Moore was also one of the athletes who pushed for the Amateur Sports Act of 1978. He also helped to write the screenplay for the 1998 biopic Without Limits, a film about former Oregon Ducks standout Steve Prefontaine. Moore also had an acting role (as a water polo player) in the 1982 Robert Towne film Personal Best, starring Mariel Hemingway, Scott Glenn, and Patrice Donnelly. Stanley Kauffmann of The New Republic wrote Moore "looks like the youngest mummy in screen history".

Moore published a book in 2007 about his former coach titled Bowerman and the Men of Oregon. He was also the author of Best Efforts: World Class Runners and Races (Doubleday 1982).
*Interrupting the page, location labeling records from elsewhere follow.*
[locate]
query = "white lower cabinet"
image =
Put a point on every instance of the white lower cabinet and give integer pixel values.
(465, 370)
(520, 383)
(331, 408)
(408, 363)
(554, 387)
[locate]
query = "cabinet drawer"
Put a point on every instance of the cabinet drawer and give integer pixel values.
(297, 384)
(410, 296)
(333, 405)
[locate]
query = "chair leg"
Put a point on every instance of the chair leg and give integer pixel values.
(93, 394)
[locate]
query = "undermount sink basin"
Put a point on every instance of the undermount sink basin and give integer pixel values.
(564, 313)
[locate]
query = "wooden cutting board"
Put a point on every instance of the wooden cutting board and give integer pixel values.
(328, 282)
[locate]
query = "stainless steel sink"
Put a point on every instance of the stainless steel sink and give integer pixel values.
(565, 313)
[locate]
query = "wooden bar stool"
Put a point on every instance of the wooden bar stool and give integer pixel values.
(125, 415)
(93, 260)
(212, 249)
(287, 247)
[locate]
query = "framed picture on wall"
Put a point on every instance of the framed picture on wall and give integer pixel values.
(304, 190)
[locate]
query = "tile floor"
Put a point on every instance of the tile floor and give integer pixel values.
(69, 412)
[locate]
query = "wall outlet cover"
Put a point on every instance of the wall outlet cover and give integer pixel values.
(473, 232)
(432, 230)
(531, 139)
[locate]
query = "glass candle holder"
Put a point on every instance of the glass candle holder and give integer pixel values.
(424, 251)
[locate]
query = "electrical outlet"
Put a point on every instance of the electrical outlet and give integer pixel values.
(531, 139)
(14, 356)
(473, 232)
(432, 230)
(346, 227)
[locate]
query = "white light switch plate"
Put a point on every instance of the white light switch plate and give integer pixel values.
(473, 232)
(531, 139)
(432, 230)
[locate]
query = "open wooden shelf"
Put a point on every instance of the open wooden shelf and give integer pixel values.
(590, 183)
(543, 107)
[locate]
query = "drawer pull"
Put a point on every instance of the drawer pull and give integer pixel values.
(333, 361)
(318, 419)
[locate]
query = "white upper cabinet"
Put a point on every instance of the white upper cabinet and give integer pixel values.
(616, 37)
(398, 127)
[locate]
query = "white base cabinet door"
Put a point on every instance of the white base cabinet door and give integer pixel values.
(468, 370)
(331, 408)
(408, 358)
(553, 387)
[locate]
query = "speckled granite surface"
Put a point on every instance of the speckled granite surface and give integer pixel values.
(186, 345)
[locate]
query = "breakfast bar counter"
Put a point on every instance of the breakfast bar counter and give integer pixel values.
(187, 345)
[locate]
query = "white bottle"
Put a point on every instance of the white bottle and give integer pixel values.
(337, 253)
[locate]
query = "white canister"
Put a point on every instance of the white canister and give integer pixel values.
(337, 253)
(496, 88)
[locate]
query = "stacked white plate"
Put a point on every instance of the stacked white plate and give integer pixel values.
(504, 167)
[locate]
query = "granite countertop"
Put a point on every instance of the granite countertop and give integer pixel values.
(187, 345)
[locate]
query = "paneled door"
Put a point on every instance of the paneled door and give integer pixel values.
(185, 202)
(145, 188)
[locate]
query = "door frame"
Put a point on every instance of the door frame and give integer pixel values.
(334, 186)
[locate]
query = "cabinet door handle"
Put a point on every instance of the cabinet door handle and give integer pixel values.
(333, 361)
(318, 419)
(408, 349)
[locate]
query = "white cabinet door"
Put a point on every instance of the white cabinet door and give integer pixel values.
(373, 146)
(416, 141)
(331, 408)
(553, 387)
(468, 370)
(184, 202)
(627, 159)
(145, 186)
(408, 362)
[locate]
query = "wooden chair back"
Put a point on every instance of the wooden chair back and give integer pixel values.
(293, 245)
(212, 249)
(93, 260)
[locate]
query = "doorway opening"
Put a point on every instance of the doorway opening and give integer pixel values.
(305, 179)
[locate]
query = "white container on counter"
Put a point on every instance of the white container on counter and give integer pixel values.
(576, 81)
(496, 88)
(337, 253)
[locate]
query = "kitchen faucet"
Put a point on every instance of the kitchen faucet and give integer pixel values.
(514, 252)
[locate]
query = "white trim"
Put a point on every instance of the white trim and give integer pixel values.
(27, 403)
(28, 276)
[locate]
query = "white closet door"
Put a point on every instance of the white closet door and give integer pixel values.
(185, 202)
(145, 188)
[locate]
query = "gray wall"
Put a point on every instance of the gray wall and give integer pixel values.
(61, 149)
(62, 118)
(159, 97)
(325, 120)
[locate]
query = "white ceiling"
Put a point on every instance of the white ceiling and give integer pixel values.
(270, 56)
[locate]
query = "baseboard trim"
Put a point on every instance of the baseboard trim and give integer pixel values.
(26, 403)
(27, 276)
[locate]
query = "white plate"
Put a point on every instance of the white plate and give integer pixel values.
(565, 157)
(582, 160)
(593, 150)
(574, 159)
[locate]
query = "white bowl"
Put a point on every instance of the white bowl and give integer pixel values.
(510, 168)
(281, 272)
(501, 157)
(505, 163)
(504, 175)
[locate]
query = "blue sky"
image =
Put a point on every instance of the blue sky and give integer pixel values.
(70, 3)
He was inducted into the University of Oregon Athletic Hall of Fame in 1997. He was later honored in the Oregon Sports Hall of Fame in 2019.

In a Sports Illustrated feature on Eamonn Coghlan, Moore alluded to his own Olympic disappointment with a quote from the Irish world record holder: "You know, fourth is the absolute worst place to finish in the Olympics."

==Personal life==
Moore married his first wife, Roberta (Bobbie) Conlan, in 1968. She was photographed embracing him at the finish line of the 1972 Olympic marathon. They divorced in 1979. He subsequently married Connie Johnston Moore, and remained married to her until his death. They resided in Hawaii during his later years.

Moore died on May 4, 2022, in Kailua, Hawaii. He was 78 years old.